Updated

Tuesday’s horrific bombings in Brussels, taking their place alongside the tragic events in Paris and San Bernardino, are a testament to the depraved brutality of the Islamic State and other groups of its ilk who resort to the killing of innocents to somehow make their points about their grievances.

By targeting innocent civilians going about their daily lives, terrorists, whether the Islamic State, or Al Qaeda or whomever, forfeit any consideration that would be given to soldiers, and deserve to be hunted unmercifully and brought to justice.

Notice the use of the word justice. These people are murderers and criminals and must be treated as such.

Our first reaction in the face of this kind of senseless violence, given voice by the likes of Donald Trump and others, is to seek vengeance. However, it is justice and not vengeance which should define the American response.

Our second reaction is to call for more and better surveillance, more and better intelligence, accompanied by greater reductions in privacy and civil liberties.

Let’s be careful here that in responding to barbarity we don’t ourselves become barbarians. Let’s be careful that in the climate of fear and revenge we don’t make decisions about our own societies we will come to regret.

We have seen this play out repeatedly in the aftermath of the attacks of Sept. 11, 2001, and we see it now in the case of the FBI versus Apple and in the statements made by the Director of the National Security Agency that if we’d had encryption “back doors”, Paris never would have happened.

Let’s be careful here that in responding to barbarity we don’t ourselves become barbarians. Let’s be careful that in the climate of fear and revenge we don’t make decisions about our own societies we will come to regret.

In the immediate aftermath of the Brussels attacks, U.S. presidential candidates and other politicians immediately called for more airstrikes against the Islamic State and in one case, Mr. Trump has repeated his support for torture of terrorists to elicit information.

Others have called for increased security around already highly secured airports, and soon no doubt we will hear more strident calls for limits on encryption and the provision of back doors for the government to decode encrypted communications.

Does U.S. Cyber Commander Commander, National Security Agency Director Adm. Michael Rogers statement about the criticality of encryption back doors mean that all the billions the NSA has spent, and all the thousands of personnel employed have been a waste? There are enormous resources available to NSA and our European allies. And the one piece that would have trumped all others is an encryption back door? Such a statement stretches credulity.

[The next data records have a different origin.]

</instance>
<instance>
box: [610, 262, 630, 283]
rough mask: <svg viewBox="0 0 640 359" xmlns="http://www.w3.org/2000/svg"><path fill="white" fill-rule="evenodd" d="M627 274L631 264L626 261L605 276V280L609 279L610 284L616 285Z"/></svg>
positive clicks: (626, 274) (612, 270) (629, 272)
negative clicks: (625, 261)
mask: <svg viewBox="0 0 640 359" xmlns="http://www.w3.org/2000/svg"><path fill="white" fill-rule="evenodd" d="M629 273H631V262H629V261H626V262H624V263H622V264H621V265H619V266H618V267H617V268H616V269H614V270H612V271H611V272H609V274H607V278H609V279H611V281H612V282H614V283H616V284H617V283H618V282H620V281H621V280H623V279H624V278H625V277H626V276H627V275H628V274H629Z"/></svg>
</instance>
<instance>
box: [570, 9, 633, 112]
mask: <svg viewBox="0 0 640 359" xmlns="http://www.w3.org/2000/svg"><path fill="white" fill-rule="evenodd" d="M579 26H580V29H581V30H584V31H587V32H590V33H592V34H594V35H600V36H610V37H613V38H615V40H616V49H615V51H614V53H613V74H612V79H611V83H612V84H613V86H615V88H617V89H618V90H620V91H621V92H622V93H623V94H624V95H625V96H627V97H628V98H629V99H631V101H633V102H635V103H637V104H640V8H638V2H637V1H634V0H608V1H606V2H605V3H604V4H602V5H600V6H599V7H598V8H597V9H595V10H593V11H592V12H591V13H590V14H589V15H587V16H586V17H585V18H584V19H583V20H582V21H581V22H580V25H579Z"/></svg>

In the first instance, we should be cautious and understand that the bombing of ISIS by the U.S., and presumably Russia, while it has limited their control of territory, has done nothing to quell the violence. On the contrary, the violence has increased. And it is fairly well accepted that our use of military force in the Middle East is a powerful recruiting tool for more terrorists.

As my colleague at Notre Dame, David Cortright, has so aptly pointed out, the conditions that give rise to these extreme acts of terror simply cannot be resolved through forceful means. They are fundamentally political and social in nature and require solutions to the marginalization that many Muslim immigrants in Europe feel, and that are driving violent extremism in many parts of the world."

Yes, we should use all the force necessary to stop the geographical spread of ISIS, and use all available means to find and subdue the terrorists, but we need to view these as separate problems.

In the latter instance, we need to be very, very cautious about further chipping away at civil liberties and constitutional protections. While the end result, after careful debate and deliberation, may be to institute new surveillance methods and government encryption controls, we should not do these things as knee jerk reactions.

History has shown us that privacy and civil liberties have always suffered during times of crisis and, once the crises abated, those lost liberties are rarely restored.

Sadly, we now live in a different world, partly of our own making, in which extremism and violence are becoming more commonplace.

This is not likely to change. What can and should change is the thoughtfulness and deliberateness of our reactions to such violence.